CASCO ACCIDENT

 

NEEN ACCIDENT?
“it’s crazy and quite spooky”


From: "Lisette Smits" <tesmi@ision.nl>
To: "miltos manetas" <m@manetas.com>
Sent: Tuesday, December 03, 2002 3:26 AM
Subject: crash

Hi Miltos

i write you to tell you that AFTERNEEN in CASCO is over for the moment
last weekend we had a huge crash inside the gallery

A car has been catapulted from the street into the space (which is almost impossible, ask the NEENSTERS that were here!) and flown inside all the way towards the back which is 17 meters and destroyed everything: the AFTERNEEN installation, the office with our computers and networks and, worst of all, my colleague Evelien has been seriously injured.

i know this is a very bizarre story and i cannot tell you too many details; i was in London when all this happened and called by the police – the firebrigade has closed off the building so we cannot enter for now.

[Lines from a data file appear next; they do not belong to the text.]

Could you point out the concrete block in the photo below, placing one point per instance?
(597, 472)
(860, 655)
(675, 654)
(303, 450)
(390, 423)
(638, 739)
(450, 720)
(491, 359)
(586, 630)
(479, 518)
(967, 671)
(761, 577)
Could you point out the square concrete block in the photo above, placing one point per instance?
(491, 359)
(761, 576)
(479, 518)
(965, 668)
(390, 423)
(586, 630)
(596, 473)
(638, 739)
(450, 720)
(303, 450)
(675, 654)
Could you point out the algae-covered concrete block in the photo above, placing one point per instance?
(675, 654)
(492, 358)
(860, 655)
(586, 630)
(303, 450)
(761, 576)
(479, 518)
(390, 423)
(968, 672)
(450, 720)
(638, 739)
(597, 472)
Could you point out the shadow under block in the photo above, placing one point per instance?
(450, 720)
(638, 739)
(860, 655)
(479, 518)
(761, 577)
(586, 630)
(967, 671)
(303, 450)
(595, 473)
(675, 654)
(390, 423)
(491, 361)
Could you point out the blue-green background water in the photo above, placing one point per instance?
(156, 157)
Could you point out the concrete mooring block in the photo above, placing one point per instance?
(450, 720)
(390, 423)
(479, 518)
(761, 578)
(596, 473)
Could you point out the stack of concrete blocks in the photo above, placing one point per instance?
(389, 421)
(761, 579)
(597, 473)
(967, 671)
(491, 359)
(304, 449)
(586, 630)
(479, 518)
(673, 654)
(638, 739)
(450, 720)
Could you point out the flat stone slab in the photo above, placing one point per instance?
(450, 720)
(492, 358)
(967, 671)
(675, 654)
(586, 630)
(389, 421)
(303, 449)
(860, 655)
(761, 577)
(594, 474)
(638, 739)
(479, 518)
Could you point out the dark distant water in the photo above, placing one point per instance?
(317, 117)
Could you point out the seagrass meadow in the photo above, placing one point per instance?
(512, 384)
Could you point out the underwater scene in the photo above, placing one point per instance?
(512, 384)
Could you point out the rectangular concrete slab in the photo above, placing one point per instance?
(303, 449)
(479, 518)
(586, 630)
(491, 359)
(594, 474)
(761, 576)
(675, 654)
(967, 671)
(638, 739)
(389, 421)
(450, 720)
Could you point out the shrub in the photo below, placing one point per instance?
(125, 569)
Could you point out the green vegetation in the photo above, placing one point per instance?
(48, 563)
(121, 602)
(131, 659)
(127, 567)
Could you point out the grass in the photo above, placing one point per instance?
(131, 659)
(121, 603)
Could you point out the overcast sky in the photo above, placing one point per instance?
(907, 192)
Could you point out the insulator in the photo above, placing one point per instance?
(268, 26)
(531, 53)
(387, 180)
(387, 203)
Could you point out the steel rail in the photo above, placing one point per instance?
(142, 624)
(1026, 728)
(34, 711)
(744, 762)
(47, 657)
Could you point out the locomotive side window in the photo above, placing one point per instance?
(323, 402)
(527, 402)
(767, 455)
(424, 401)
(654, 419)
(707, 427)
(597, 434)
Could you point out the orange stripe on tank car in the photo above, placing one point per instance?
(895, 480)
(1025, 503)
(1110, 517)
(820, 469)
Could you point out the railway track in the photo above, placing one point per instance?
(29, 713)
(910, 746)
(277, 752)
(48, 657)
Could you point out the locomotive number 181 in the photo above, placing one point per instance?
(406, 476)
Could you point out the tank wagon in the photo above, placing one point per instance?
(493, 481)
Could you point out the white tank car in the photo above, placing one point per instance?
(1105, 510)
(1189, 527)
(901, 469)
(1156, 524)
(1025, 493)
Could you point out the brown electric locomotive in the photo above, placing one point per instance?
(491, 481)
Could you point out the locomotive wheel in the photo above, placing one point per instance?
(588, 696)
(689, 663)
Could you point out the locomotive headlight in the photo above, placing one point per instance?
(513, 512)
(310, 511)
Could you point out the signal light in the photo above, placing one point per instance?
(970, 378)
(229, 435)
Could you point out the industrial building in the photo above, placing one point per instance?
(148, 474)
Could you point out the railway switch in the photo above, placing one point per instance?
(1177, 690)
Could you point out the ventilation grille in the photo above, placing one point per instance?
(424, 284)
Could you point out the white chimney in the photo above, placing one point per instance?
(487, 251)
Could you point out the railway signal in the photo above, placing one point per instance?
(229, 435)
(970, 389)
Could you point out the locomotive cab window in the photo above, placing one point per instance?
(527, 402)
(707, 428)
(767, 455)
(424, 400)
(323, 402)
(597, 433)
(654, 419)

i'll let you know how things are going on from here
it's crazy and quite spooky

speak later

Lisette


AFTERNEEN, an ElectronicOrphanage exhibition opened simultaneously at Casco in Utrecht, Holland and at The EO in Los Angeles. It was based on the idea that today "real space is usually in bad taste" and that the most interesting art of our times is happening on the web. The Internet was super-imposed over the spaces of the exhibition. This is the NEEN World which exists in Active Worlds.
In old Greek, NEEN means "exactly now". NEEN was introduced in May 2000 at a performance in the Gagosian Gallery in New York City. This was the starting point for an international movement which has grown by word of mouth and on the Internet. Miltos Manetas declared in an interview on Salon.com: "Our times are Telic. But we want to see more NEEN happen.”

So what defines a NEEN thing happening? Some of the qualities that inform NEEN are spontaneity and appropriation, there’s a kind of brilliant flash of inspiration to NEEN. One might say NEEN “accepts” the world around it. So in this regard catastrophe can be very much NEEN as well.

The destruction becomes part of the existence in much the way that death is part of life. NEEN has no pretense of being “for the ages”. It doesn’t accept that something lives on beyond the moment of its existence and initial significant purpose. It moves to incorporate the destructive influences of the world into its statement. NEEN embraces its own oblivion.